The Leather Bound classics collection are like something out of a dream. They are something you would find in Belle’s library in the Beast’s castle, the smell of leather, as you sit curled up in an old armchair by the fire. The pages are thick and of good quality, not only is the binding immaculate with a great front cover design but there is a matching silk ribbon to hold your place.
I can’t stop staring at them.
Did I mention they change their shades under different lighting? You will have to see for yourself…
Cover aside, the first thing that surprised me reading it, was how it was completely unlike the film, or what the modern day audience associate with Dracula.
The narrative is in the form of journal and diary entries and interestingly enough, the character of Dracula, whom the book is named after- only appears a few times in the novel. It’s about the lives of the others he touches, much like ‘Oliver Twist’, that are the main focal point.

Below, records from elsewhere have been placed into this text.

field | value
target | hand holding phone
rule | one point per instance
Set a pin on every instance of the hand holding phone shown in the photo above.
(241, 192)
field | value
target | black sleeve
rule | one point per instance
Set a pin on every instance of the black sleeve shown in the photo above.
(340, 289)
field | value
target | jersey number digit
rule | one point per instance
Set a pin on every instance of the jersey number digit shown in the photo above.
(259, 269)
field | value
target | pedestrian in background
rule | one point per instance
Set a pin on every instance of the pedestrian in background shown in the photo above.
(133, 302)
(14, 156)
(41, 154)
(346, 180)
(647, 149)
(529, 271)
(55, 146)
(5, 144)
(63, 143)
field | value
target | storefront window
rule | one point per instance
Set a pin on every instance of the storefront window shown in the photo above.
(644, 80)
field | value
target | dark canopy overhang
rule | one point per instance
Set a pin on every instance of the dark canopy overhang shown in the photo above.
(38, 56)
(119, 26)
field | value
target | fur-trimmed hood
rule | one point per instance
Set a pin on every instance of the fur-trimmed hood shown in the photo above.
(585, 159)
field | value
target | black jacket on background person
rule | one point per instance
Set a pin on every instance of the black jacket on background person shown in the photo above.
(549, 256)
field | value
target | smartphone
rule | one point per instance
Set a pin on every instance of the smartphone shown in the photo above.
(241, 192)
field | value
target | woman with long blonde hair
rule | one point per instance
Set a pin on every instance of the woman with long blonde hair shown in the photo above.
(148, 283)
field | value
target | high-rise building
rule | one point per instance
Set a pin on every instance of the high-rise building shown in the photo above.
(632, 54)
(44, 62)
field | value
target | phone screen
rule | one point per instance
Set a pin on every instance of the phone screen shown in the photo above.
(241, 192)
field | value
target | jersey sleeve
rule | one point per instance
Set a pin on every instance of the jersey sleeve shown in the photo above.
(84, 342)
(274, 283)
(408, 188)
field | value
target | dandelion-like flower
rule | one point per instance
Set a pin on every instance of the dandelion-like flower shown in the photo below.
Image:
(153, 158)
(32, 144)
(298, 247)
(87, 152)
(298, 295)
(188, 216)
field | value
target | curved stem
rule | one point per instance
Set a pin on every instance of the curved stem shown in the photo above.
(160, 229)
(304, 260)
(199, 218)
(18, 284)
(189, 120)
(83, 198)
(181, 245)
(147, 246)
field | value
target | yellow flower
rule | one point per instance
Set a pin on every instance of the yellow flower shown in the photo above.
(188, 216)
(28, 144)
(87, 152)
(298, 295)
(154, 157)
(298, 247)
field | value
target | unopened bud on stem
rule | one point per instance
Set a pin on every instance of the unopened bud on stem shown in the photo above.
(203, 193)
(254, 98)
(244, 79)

At the start, the narrative is unsettling, as if you are running in inescapable circles in the castle of Count Dracula trying to find your escape.
We are introduced to characters such as Van Helsing, the famous vampire hunter and trust me when I say this- nothing about the book is sexually explicit, that the films are so keen on portraying. Count Dracula is an all powerful being that can bend the elements to his will, turn into any creature, scale up walls like a giant crab, transform into sand and float through keyholes, appear as mist, and influence the minds of animals and humans alike. He feasts on his victim every night while they are asleep, returning to the same victims until, eventually, so drained of blood they die, turning them into second generation vampires. Though they have the fear of garlic and stakes through the heart, killing a vampire seems much harder if they are blessed with super strength, cunning and have thousands of years of knowledge on how to survive. Much like an immortal superhero villain.

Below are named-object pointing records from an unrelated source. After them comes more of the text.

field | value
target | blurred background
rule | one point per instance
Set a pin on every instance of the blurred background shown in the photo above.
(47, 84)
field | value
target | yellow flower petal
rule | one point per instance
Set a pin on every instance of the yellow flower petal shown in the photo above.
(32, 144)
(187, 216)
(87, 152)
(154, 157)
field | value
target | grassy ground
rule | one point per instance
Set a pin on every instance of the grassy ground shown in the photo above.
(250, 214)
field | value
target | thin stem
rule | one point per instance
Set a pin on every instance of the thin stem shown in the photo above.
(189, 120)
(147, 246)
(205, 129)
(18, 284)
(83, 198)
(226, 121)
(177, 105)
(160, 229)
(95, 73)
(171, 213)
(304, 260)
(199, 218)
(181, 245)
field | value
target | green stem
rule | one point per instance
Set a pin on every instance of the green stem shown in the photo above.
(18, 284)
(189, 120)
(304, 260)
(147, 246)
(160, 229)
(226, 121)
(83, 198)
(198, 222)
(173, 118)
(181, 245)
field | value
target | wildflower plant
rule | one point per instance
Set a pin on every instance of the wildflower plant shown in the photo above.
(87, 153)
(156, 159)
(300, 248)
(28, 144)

The Picture of Dorian Gray
If you have read Oscar Wilde’s short stories such as “The Selfish Giant” and “The Happy Prince”, you assume The Picture of Dorian Gray will be similar in writing style – it’s not.

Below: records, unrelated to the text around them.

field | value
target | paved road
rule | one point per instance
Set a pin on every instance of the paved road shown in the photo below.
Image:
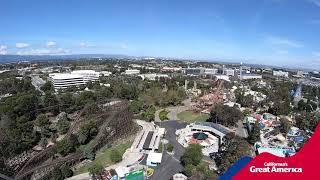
(131, 156)
(174, 111)
(241, 131)
(170, 165)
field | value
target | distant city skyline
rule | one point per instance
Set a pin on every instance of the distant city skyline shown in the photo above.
(270, 32)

Though the sentimentality is there, the novel takes on the whimsical reflections of the author, often philosophical which might put many readers off at first glance. For me, it is the concept which draws me to the novel. You get sentences which really resonate such as; “he watched it with that strange interest in trivial things that we try to develop when things of high import make us afraid”- a feeling that I for a long time tried to express into words but failed. They apply to a universal reader and often I found myself thinking, ‘ah yes, I agree!’
I first saw the film adaptation of this, before I read the book. Possible error? Maybe not. First of all, Ben Barnes is great in the role of Dorian Gray. He captures the character’s youth and inexperience, but also the darkness of the character’s gradual change throughout the novel brilliantly. As the actor reflects; it is “a morality tale about eternal youth, ageless beauty, self indulgent pleasure seeking and the pitfalls you might fall into if you pursued them so relentlessly.” Dorian Gray depicts human nature and the danger of this ‘pleasure seeking’ which ultimately leads to self destruction.
Though I would suggest to read the book first, in this case; you couldn’t go wrong with reading & watching the film together. They go hand in hand to bring visuals to life which otherwise might be hard to imagine from the book alone. However, like most film adaptations, there are events that do not correspond with the novel and if you want ‘accuracy’ it is best to take it with a pinch of salt.